Конец 20-х годов XIX века становится кульминацией романтического движения во Франции. Это время максимального осознания романтиками своего единства, период наиболее активной борьбы с приверженцами устаревших канонов классицизма. Но едва победа романтиков над классицистами становится явной, их единство, которое никогда не было полным, заметно ослабевает. Уже в начале 1830-х годов романтизм перестает быть ведущим направлением во французской литературе, и в то же время романтическая традиция остается достаточно устойчивой и плодотворной.
В 1830-е годы в литературу приходят писатели – романтики третьего поколения (А. де Мюссе, Жорж Санд, Э. Сю). В это же время продолжается развитие романтической линии в поэзии.
В отечественном литературоведении существует термин «малые романтики». Так называют поэтов, большинство из которых входило в конце 20-х годов в литературное содружество «Новый Сенакль» (или «Молодая Франция», как называли их иногда в 30-х годах). Творчество поэтов «Малой Франции», будучи тесно связанным с новым историческим этапом в жизни страны, приобрело черты, ранее французскому романтизму не свойственные. Членов этого содружества объединяла ненависть к «пудреным парикам» классиков и преклонение перед гением Гюго. Все они приняли живое участие в знаменитой романтической «битве» за пьесу Гюго «Эрнани», воспринимая свое выступление как «восстание» едва ли не более значительное, чем революция политическая.
Как показали дальнейшие события, «малые романтики» не были едины ни по своим политическим и социальным симпатиям, ни по выводам. Которые на их основе делали относительно задач искусства.
К ходе революции 1830-ого года и в послереволюционный период выделились демократически настроенные представители «Молодой Франции», признанным главой которых считается Петрюс Борель (1809 – 1859).
Борель прежде всего приобрел известность как автор поэмы об Июльской революции «Ночь с 29-ого на 29-ое» и сборника революционных стихотворений «Рапсодии» (1832).

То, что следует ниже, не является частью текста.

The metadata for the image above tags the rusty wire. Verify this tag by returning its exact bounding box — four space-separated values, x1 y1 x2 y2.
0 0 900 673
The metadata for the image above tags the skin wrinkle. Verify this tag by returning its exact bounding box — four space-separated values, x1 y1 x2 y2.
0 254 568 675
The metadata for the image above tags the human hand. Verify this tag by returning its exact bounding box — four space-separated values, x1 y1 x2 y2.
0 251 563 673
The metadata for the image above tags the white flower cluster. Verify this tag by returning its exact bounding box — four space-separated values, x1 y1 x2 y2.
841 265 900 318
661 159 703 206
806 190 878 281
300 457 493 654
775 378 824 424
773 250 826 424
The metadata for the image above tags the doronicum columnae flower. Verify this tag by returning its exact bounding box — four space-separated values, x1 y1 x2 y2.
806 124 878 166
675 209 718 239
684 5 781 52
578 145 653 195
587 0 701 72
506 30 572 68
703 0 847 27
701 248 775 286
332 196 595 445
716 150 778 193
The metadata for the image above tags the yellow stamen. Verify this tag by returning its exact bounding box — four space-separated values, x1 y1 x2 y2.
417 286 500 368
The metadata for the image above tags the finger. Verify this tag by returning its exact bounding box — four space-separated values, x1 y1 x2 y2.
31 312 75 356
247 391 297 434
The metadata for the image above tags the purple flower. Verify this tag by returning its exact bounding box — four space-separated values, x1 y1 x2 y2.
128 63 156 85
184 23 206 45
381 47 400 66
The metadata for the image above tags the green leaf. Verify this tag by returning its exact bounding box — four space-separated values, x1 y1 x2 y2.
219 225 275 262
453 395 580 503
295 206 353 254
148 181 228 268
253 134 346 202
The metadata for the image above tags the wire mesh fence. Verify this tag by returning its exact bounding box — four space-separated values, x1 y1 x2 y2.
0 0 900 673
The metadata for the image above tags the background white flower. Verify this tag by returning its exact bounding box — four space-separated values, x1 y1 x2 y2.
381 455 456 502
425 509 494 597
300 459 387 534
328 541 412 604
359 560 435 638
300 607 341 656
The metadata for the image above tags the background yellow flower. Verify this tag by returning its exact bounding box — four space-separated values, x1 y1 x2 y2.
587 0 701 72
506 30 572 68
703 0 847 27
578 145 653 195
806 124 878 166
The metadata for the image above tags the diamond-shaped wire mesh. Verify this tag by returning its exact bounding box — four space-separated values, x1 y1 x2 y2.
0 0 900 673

Борель преклонялся перед памятью Великой Французской революции. В предисловии к «Рапсодиям» он прославлял якобинца Сен-Жюста, осуждал Наполеона как виновника гибели 8-ми миллионов человек, с презрением говорил об Июльской монархии, девизом которой можно считать слова: «Благословен Бог и моя лавка». Все это свидетельствует о тираноборческих и антибуржуазных настроениях поэта. При этом его протест против существующего строя отмечен печатью анархизма. «Я республиканец, ибо не могу быть караибом», – заявлял он, разъясняя сущность политической темы в «Рапсодиях» и давая понять, что его больше всего волнует свобода в смысле метафизическом. Своих единомышленников он сравнивает с «взбесившимися кошками, которые, когда поднялся занавес, на глазах у остолбеневшей толпы пересекают спектакль жизни». Самого себе поэт часто называет «ликантропом», то есть человеком, одержимым мыслью, что он волк – существо, согласно сложившейся во Франции басенной традиции, независимое в отличие от прирученной, привыкшей к ошейнику собаки. Все эти матаформы подчеркивают характерную для «неистовых» молодых людей склонность к эпатажу как способу самоутверждения.
Бунтарство поэта оказалось непродолжительным. Изображение варварства, мерзостей, преступлений в сборнике новелл «Шампавер» (1832), свидетельствуя о ненависти Бореля к буржуазному обществу, отражало также и смятение, нарастание пессимизма. Во второй половине 30-х годов поэта начинает преследовать мысль о небытии, о неизбежности смерти. Общественный подъем 40-х годов уже не коснулся Бореля: роман «Госпожа Пютифер» (1839) стал его последним произведением. В последующие 20 лет жизни он не написал ни строчки.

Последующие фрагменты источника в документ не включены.